No. 78-2259.

374 So.2d 636 (1979)

The STATE of Florida, Appellant, v. Mitchell Lewis BATTLEMAN and Theresa Garcia Hayes, Appellees.

District Court of Appeal of Florida, Third District.

August 21, 1979.

Attorney(s) appearing for the Case

Janet Reno, State's Atty. and Theda R. James, Asst. State's Atty., for appellant.

Snowden, Kornreich & Migdall and Charles H. Snowden, Arthur Massey, Miami, for appellees.



This is an appeal by the State from an order granting a motion to suppress evidence seized by officers from the defendants' suitcases and a handbag at the Miami International Airport. The trial judge set out extensive findings of fact in his order entered at the conclusion of all the evidence at the hearing on the motion to suppress. These findings are: (1) that the initial stop of the defendants was unlawful; (2) that the bags were seized prior to arrest without probable cause. He thereupon held that the subsequent search was without warrant and without consent and, therefore, illegal.

On this appeal, the State seeks reversal as to both defendants upon argument (1) that the detectives' initial contact did not amount to a stop and, therefore, was not unreasonable; (2) that the 15-minute detention of the two suitcases while investigation was made was not unreasonable.

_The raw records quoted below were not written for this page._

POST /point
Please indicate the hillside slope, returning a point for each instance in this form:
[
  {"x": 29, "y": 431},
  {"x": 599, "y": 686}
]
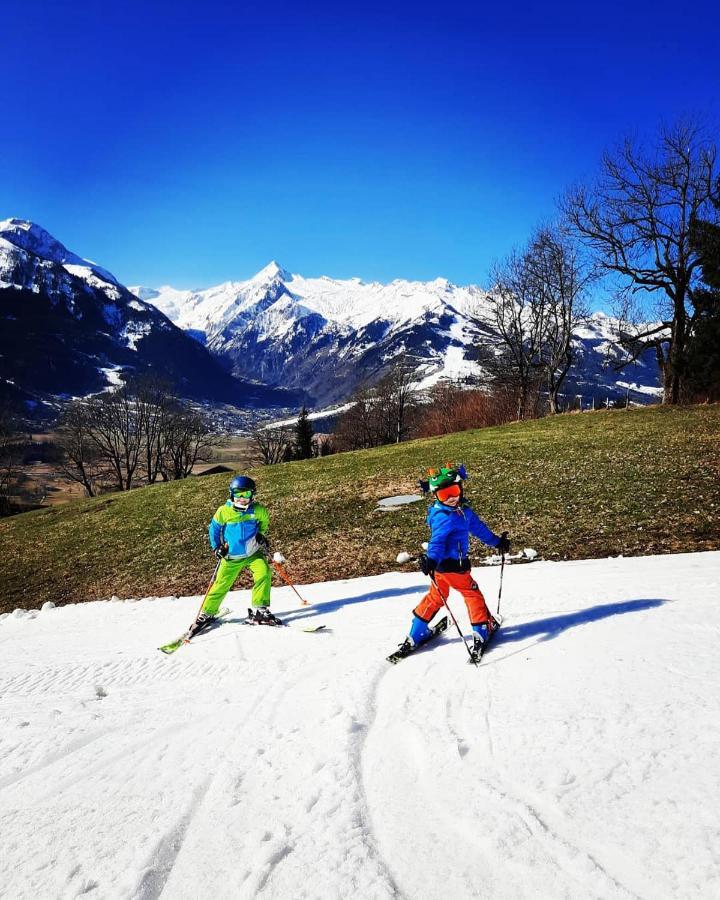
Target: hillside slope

In reviewing the findings of a trial judge on a motion to suppress, the findings must be accepted by the appellate court if the record reveals evidence to support the findings. Rodriguez v. State, 189 So.2d 656 (Fla. 3d DCA 1966); Wigfall v. State, 323 So.2d 587 (Fla. 3d DCA 1975). Reviewing the record in the instant case, we believe that the trial judge had an evidentiary base for his findings. The initial contact of the detectives was with defendant Battleman. He was stopped as he proceeded to his plane and interrogated. At the same time, two suitcases that he had checked were removed from the conveyor to the baggage loading platform. The State suggests that the stop for investigation was justified by the fact that Battleman seemed nervous; he had arrived two days previously from San Francisco with one of the same bags; and his ticket showed that he had paid for it in cash. The trial judge's conclusion that these facts were not sufficient to meet the test that the police must be able to articulate an objective reasonable basis for belief that a crime has been, will be, or is being committed is supported by applicable law. See Terry v. Ohio, 392 U.S. 1, 88 S.Ct. 1868, 20 L.Ed.2d 889 (1969); U.S. v. Ballard, 573 F.2d 913 (5th Cir.1978).

Having determined that the initial stop was illegal, the trial judge did not need to go further unless some exception to the search warrant rule was advanced. Mullins v. State, 366 So.2d 1162 (Fla. 1978). Cf. State v. Bisbee, 367 So.2d 1109 (Fla. 3d DCA 1979). See also Taylor v. State, 355 So.2d 180 (Fla. 3d DCA 1978). In the instant case, the State has argued that later consent was given for the baggage search. The evidence on this point is in sharp conflict. The trial judge believed the testimony of co-defendant Hayes that consent was not given, and we cannot say that the trial judge's finding is unreasonable.

We conclude that the State has failed to show error on this record and, therefore, the order is affirmed.